Embora os números indiquem o sucesso do atendimento às crianças, muitas foram as dificuldades com as quais o trabalho se deparou. A proximidade com a escola e a pressão por uma produção rápida foi, talvez, a maior queixa dos psicopedagogos. Querer e poder modificar-se são coisas diferentes.Diante de histórias de vida muitas vezes dramáticas, foi preciso reconhecer os limites da ação psicopedagógica, já que a psicopedagogia não pode constituir-se como remédio para todos os males, nem tampouco o profissional acreditar-se onipotente. Foi preciso estar atento para não incorrer, segundo CORDIÉ(1996), nas duas armadilhas possíveis: a pedagógica e a da bondade. A não existência de modelos de intervenção pré-determinados exigiu supervisão e capacitação continuada dos profissionais pois, o que promove mudanças é o significado que a dupla confere às propostas, e não as atividades em si.

Na instituição escolar, os psicopedagogos foram ocupando o lugar de interlocutor qualificado junto à equipe escolar, aos serviços de saúde e assistência social e às famílias. Nos contatos com os professores, puderam promover e enriquecer discussões sobre o aprender e o ensinar, sugerindo temas e reflexões para as reuniões. Entretanto, a incorporação do psicopedagogo ao quadro da equipe escolar não se deu sem dificuldades e tropeços. A escola, historicamente, lida mal com o não saber. Os contatos com os professores se pautaram por serem propositivos, evitando que os mesmos se colocassem como esvaziados de saber e crentes que os psicopedagogos só tinham certezas.
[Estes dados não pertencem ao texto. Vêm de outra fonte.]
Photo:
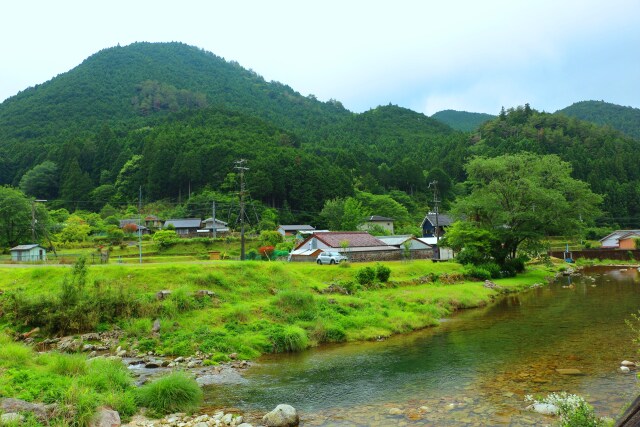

Partindo do pressuposto que as famílias, provenientes de um meio sócio-cultural desfavorecido, ao se ocuparem com a subsistência não dispõe de espaços para outros investimentos, os psicopedagogos inauguraram em suas salas um espaço/tempo para que as crianças atendidas pudessem ser olhadas por seus pais. A partir desses contatos, surgiram projetos contemplando as relações família-escola, contribuindo para reflexões a respeito das expectativas de uma e de outra instituição e reconhecendo o papel fundante que cada uma delas tem na constituição da subjetividade das crianças.

O atendimento, que inicialmente se restringia aos alunos, foi, aos poucos, ultrapassando as paredes das Salas de Apoio: das entrevistas com os professores, surgiram pedidos de espaço para os psicopedagogos nos horários coletivos; pais sugeriram a existência de outros momentos de encontro para discutir dificuldades. Os psicopedagogos puderam, em cada escola, desenvolver diferentes projetos de trabalho com o coletivo da escola e com a comunidade.

Pode-se concluir que, nas escolas de São Sebastião, foi possível que a Psicopedagogia atuasse como produtora de “tempo institucional”: criando espaços nos quais alunos, educadores e pais pudessem se constituir sujeitos/autores pensantes.


BIBLIOGRAFIA

CORDIÉ, A.- Os atrasados não existem. Porto Alegre, Artmed, 1996.

FERNANDEZ, A.- Psicopedagogia em psicodrama: morando no brincar. Petrópolis, Vozes, 2001.

PAÍN, S.- Subjetividade e objetividade: Relação entre desejo e conhecimento. São Paulo, CEVEC, 1996.

MACEDO, L. in RUBINSTEIN, E. - Psicopedagogia: uma prática, diferentes estilos. São Paulo, Casa do Psicólogo. 1999, pág.67.